Well I never wanted to use preservatives in my cakes, I take pride that my cakes are from scratch but I was suggested to use it, so it made me curious as to what is it exactly.  And you're right, I don't want to put anything "unnatural" in my cakes. I thought maybe it's a "good" preservative! haha! 

 

Plus, I think any dry cake recipe can be fixed with freezing and a little simple syrup! Well maybe not ANY, but it definitely helps!

enga Posted 29 Mar 2014 , 9:10pm
post #5 of 9

Whew! That's good to hear, lol. We used so many things like that in Bakery Production class to keep the cakes  that we sold consistent. Would you believe that we didn't use any scratch cake recipes in class except for finals because they were not "fool proof" as my instructor called them :roll:.

kellyk1234 Posted 29 Mar 2014 , 9:24pm
post #6 of 9

That's why I love this site, because I have no one else to ask these things! :)  And I guess that's why some bakeries use it, so their cakes will be consistent and never dry. Just yesterday I made a vanilla bean cake that's been my favorite go-to recipe lately, and this time the texture and crumb just didn't look right and the bottom of the cake was really wet when I took them out the pan, so I'm nervous as to how they are. I'll see in a few days when I take them out the freezer to torte and level! 

natt12321 Posted 29 Mar 2014 , 9:51pm
post #7 of 9

Quote:

Originally Posted by enga 
 

Whew! That's good to hear, lol. We used so many things like that in Bakery Production class to keep the cakes  that we sold consistent. Would you believe that we didn't use any scratch cake recipes in class except for finals because they were not "fool proof" as my instructor called them :roll:.

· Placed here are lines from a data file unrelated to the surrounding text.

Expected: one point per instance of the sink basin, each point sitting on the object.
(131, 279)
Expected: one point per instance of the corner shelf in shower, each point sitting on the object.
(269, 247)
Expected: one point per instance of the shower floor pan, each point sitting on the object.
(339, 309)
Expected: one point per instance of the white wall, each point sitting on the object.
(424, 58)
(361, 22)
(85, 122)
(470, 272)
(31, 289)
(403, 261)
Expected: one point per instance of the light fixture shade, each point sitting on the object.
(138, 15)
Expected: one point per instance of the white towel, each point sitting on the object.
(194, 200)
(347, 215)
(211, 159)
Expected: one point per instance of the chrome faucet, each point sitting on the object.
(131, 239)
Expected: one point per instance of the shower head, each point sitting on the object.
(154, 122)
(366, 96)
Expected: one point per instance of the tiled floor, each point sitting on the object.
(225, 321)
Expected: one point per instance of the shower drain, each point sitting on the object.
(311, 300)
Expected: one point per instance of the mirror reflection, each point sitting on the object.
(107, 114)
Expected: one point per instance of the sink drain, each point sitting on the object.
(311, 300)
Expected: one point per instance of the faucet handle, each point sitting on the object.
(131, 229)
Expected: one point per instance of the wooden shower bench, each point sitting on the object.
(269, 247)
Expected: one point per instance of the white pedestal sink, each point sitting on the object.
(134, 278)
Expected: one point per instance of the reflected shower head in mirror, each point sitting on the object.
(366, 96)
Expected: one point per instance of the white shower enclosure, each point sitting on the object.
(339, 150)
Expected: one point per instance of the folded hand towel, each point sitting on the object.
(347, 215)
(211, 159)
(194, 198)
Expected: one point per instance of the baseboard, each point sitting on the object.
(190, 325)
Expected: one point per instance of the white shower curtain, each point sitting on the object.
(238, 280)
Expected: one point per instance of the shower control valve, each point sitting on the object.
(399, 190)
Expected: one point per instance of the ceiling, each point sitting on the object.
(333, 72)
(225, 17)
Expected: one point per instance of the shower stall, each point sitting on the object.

Glad to know it wasn't just my college that did this!! I knew the bits to add to pre-mixes off by heart by about 2 months in, it was all we used, we made pastry from scratch but cakes were ALL premixes, whether they tasted good or not!

It made me more sure I was going to do scratch cakes myself though!

enga Posted 29 Mar 2014 , 10:01pm
post #8 of 9

Quote:

Originally Posted by kellyk1234 
 

That's why I love this site, because I have no one else to ask these things! :)  And I guess that's why some bakeries use it, so their cakes will be consistent and never dry. Just yesterday I made a vanilla bean cake that's been my favorite go-to recipe lately, and this time the texture and crumb just didn't look right and the bottom of the cake was really wet when I took them out the pan, so I'm nervous as to how they are. I'll see in a few days when I take them out the freezer to torte and level! 

Me too!!! I hope they come out okay. Scratch cakes can be so finicky :?

enga Posted 29 Mar 2014 , 10:13pm
post #9 of 9


Glad to know it wasn't just my college that did this!! I knew the bits to add to pre-mixes off by heart by about 2 months in, it was all we used, we made pastry from scratch but cakes were ALL premixes, whether they tasted good or not!

It made me more sure I was going to do scratch cakes myself though!

 

 

 

Haa haa ha, IKR, I loved making puff pastry and breads. When I graduated into Pastry Arts the first thing the instructor said to us was "forget about everything you used for ingredients in Bakery Production, this is a refined art"!!!!

 

 Boy I wish I could afford to use those ingredients now. The liquor cabinet alone would cost me two paychecks.